Downy, also known as Lenor in Europe, Taiwan and Japan, is an American brand of fabric softener produced by Procter & Gamble that was introduced in 1960.

== History ==
Procter & Gamble developed Downy during the late 1950s to address the physical effects of synthetic detergents on textiles. While these detergents improved cleaning, they often left fabrics with a stiff texture, a problem compounded by the high heat of automatic dryers which contributed to wrinkling and static cling. Procter & Gamble's research and development team identified compounds that could bond to fabric fibers during the rinse cycle, resulting in a smoother feel and providing a barrier against impurities in wash water. Following successful test marketing in 1960, Downy became the first liquid fabric softener to be distributed nationally in the United States. To address the difficulty of manual application during the rinse cycle, Procter & Gamble encouraged appliance manufacturers to integrate automatic dispensers into washing machines and later introduced dispensing balls to automate the release of the liquid.

During a period of high demand in the early 1970s, production at Procter & Gamble's Lima, Ohio, plant was updated by technician-led initiatives. Rather than hiring outside contractors to expand capacity, the facility's workforce underwent intensive training to increase line speeds internally. This era also saw a significant shift in liquid-filling technology when a technician developed a process to fill and cap bottles while they were still in their shipping cases. The filling method eliminated several manual handling steps and was eventually adopted as an industry standard. In 1972, Procter & Gamble expanded its fabric care portfolio by launching dryer sheets (a technology that transferred softening agents via heat and tumbling) under the Bounce brand, but the technology was later integrated into the Downy brand in 1987.

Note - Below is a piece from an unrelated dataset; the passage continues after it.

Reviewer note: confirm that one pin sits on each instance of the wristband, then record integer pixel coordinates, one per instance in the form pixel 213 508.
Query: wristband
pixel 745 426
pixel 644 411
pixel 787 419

Lenor is a brand name of fabric softener and dryer sheets, also produced by Procter & Gamble, sold in Europe, Russia and Japan. Lenor fabric softener had entered China in 2007. but was subsequently discontinued. Scent beads under the brand Downy have been sold in China since December 2017. Plans to rebrand Lenor as Downy in the UK were dropped in 2002.

== Awards ==
For the company's national and international experience in sustainable development, and eco-friendly products, the Environment Possibility Award conferred the "Environmental Heroes of the Year" to Downy in 2012.

== Advertising ==

Amy Sedaris and Tituss Burgess were hired to promote the Downy/Lenor Unstoppables In-Wash Scent Boosters range in both the US and the UK. The commercials were filmed by Grey Advertising. Its most recent television commercial features the Backstreet Boys.